The uniform went downstairs while Tallow sat on the floor with his back to the wall, dismissing the CSU complaints with a finger. That’d come back to bite him later, he knew. CSUs loved to complain, and if he didn’t listen, they’d find someone who would.
Then again, maybe he’d earned a pass today.
Tallow sat and thought about his partner for a while. Thought about never having met his wife. Having actively avoided it, if he were honest. Remembered feeling relieved that Jim and his wife had gotten married on vacation, so he couldn’t and therefore didn’t have to attend the ceremony. Tallow had decided, after the one time he’d had to crush a stranger with the news that her husband had died on duty with three big bullets in his gut, that he couldn’t be married. He didn’t want to stand at a wedding and think about being married. He didn’t want to sit at Jim Rosato’s table and think about being married.
The uniform had found another uniform, and together they had unhappily carried the ram upstairs, blistered black paint over blue metal.
Tallow stayed on the floor and hitched his thumb at the door.
The uniforms put the ram to the door. It bent and held. They looked at each other, swung back harder, and drove the ram in again. Wood splintered, but the door stood.
Tallow got up. “Take out the wall.”
“You sure?”
“Yeah. It’s on me. Take it out.”
The ram crushed the wall in. A few dull thumps sounded from within. The CSUs cursed their mothers for the dust the strike kicked out. Three more short swings made a hole big enough for Tallow to step through. Two more dull thumps. He twisted on the borrowed flashlight and passed it around slowly.
The room was full of guns.
Guns were mounted on all the walls. There were half a dozen guns at his feet. Turning around, flashlight at shoulder level, he saw that guns were mounted on the wall he had come in through. Some guns were mounted in rows, but the right-hand wall had them in complex swirls. Some were laid on the floor on the far side of the room, forming a shape he couldn’t quite fathom. There was paint daubed on those.
There were scents he couldn’t place. Incense, perhaps. Musks. Fur or hide.
Rippling patterns of gunmetal, from floor to ceiling. In the stale, faintly perfumed air of the room, Tallow felt almost like he could be in a church.
Nobody was in the apartment but him. He pointed the flashlight at the door. The door was reinforced with sliding metal bars and heavy locks. There was the red flicker of an LED on one of the locking devices. Tallow couldn’t figure out how anyone could get into this apartment by way of the door, but he could see that a ram wasn’t going to do it.
Tallow carefully stepped through the apartment, checking all the rooms without touching anything.
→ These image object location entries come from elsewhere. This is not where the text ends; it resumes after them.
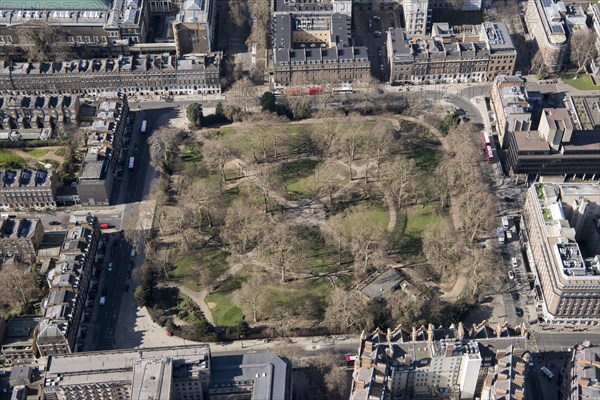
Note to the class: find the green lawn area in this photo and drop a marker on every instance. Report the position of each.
(191, 154)
(225, 312)
(187, 269)
(37, 152)
(407, 237)
(11, 160)
(425, 158)
(583, 81)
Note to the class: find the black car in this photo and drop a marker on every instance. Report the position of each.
(519, 312)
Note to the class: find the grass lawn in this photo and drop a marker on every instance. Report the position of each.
(187, 268)
(225, 312)
(191, 155)
(11, 160)
(37, 152)
(425, 158)
(407, 237)
(583, 81)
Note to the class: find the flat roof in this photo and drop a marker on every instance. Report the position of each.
(53, 5)
(530, 141)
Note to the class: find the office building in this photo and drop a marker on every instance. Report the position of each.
(69, 282)
(511, 106)
(451, 54)
(312, 45)
(28, 189)
(566, 141)
(36, 117)
(139, 74)
(188, 372)
(18, 345)
(582, 380)
(417, 16)
(429, 362)
(20, 239)
(565, 261)
(545, 20)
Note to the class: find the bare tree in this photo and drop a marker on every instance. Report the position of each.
(401, 180)
(164, 144)
(18, 284)
(251, 296)
(364, 236)
(280, 249)
(583, 49)
(347, 311)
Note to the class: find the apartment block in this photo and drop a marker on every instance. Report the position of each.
(138, 74)
(313, 44)
(186, 373)
(452, 54)
(417, 16)
(20, 239)
(583, 371)
(18, 345)
(97, 26)
(567, 141)
(36, 117)
(28, 189)
(566, 262)
(506, 379)
(511, 106)
(429, 362)
(104, 149)
(545, 20)
(69, 282)
(594, 12)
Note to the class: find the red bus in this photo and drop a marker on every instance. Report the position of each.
(489, 153)
(485, 139)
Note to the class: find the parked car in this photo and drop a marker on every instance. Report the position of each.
(519, 312)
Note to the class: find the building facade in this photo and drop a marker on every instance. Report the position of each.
(566, 278)
(139, 74)
(544, 19)
(36, 117)
(510, 105)
(582, 373)
(28, 189)
(457, 54)
(428, 362)
(69, 282)
(20, 239)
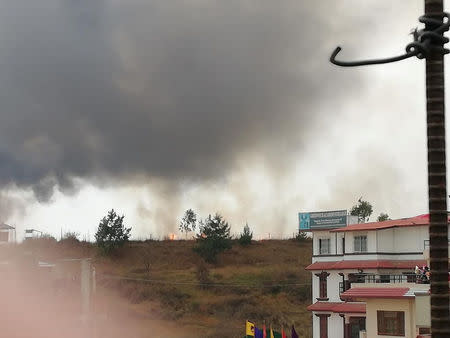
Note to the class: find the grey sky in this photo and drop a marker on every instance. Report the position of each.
(226, 106)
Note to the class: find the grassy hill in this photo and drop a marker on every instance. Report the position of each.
(165, 284)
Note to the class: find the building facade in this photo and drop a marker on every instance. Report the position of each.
(378, 253)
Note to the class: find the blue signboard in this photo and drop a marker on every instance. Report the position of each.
(304, 221)
(309, 221)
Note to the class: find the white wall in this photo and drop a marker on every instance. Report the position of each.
(335, 326)
(323, 235)
(333, 286)
(385, 240)
(405, 305)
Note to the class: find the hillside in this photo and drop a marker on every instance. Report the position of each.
(167, 289)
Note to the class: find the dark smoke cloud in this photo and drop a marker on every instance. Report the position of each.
(176, 90)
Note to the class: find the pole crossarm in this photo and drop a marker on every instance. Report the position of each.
(425, 41)
(429, 44)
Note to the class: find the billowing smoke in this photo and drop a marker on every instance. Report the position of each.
(178, 91)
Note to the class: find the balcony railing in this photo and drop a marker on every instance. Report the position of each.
(404, 278)
(369, 278)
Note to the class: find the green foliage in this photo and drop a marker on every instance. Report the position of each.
(202, 274)
(70, 237)
(363, 210)
(111, 233)
(301, 237)
(246, 236)
(383, 217)
(188, 222)
(213, 239)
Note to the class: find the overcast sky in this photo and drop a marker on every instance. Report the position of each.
(153, 107)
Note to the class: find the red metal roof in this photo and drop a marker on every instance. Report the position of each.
(403, 222)
(338, 307)
(366, 264)
(369, 292)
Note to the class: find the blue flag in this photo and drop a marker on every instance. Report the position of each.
(258, 333)
(294, 334)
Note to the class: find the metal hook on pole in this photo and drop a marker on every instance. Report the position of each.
(424, 42)
(333, 60)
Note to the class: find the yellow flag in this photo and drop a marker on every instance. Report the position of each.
(249, 329)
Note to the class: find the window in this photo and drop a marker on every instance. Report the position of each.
(360, 243)
(323, 285)
(323, 325)
(324, 246)
(391, 323)
(4, 235)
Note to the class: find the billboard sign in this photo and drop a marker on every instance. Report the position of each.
(309, 221)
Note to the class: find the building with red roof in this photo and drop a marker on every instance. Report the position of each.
(381, 255)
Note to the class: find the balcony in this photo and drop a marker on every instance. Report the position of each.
(381, 278)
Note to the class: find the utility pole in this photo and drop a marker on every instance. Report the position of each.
(437, 180)
(429, 44)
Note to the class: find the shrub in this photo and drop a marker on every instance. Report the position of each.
(70, 237)
(301, 237)
(246, 236)
(214, 238)
(111, 233)
(202, 274)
There were guns in all the rooms.
In the back room, there was a gap between the heavy curtains covering the sole window. A single shaft of light fell through the gap into the small gun-encrusted room. Dust motes hung in the still beam. Tallow stood for a moment without breathing. Left the room slowly and silently.
Tallow almost smiled as he put his head back out through the hole, pointed at a CSU, and said, “Got something for you.”
THE SITUATION at the apartment building quickly boiled into rolling chaos. When uniforms started jostling with a few co-opted detectives during the recanvassing of the occupants about apartment 3A, Tallow took the opportunity to slide downstairs.
The sun was already behind the long chromed arms of the financial district. He looked at the pale sky and wondered for a moment where the day went. He got in the car. It felt empty even when he sat in the driver’s seat. Tallow nosed the car out into the thickening traffic and pushed east, back into the deep of the 1st Precinct.
Fifteen minutes later, he was parked outside his favorite coffee shop, the one with tables on the sidewalk and nobody to complain about smoking. He bought a pack of cigarettes and a disposable lighter from the place on the corner, sat at a metal table with a tall sleeved-cardboard cup of venomously dark coffee, lit up with hands that were not yet shaking, and began the effort to shift out of automatic and let the world back in.
Letting the world back in by stages. Letting himself become aware of that slight pinch in his suit jacket, under the arms. This was the only suit jacket he’d had cut to accommodate his shoulder holster, which meant he’d gained some weight across the chest. As he shut his eyes for a moment, he could feel little points of tightness on his scalp. Spots of dried blood stuck to his skin.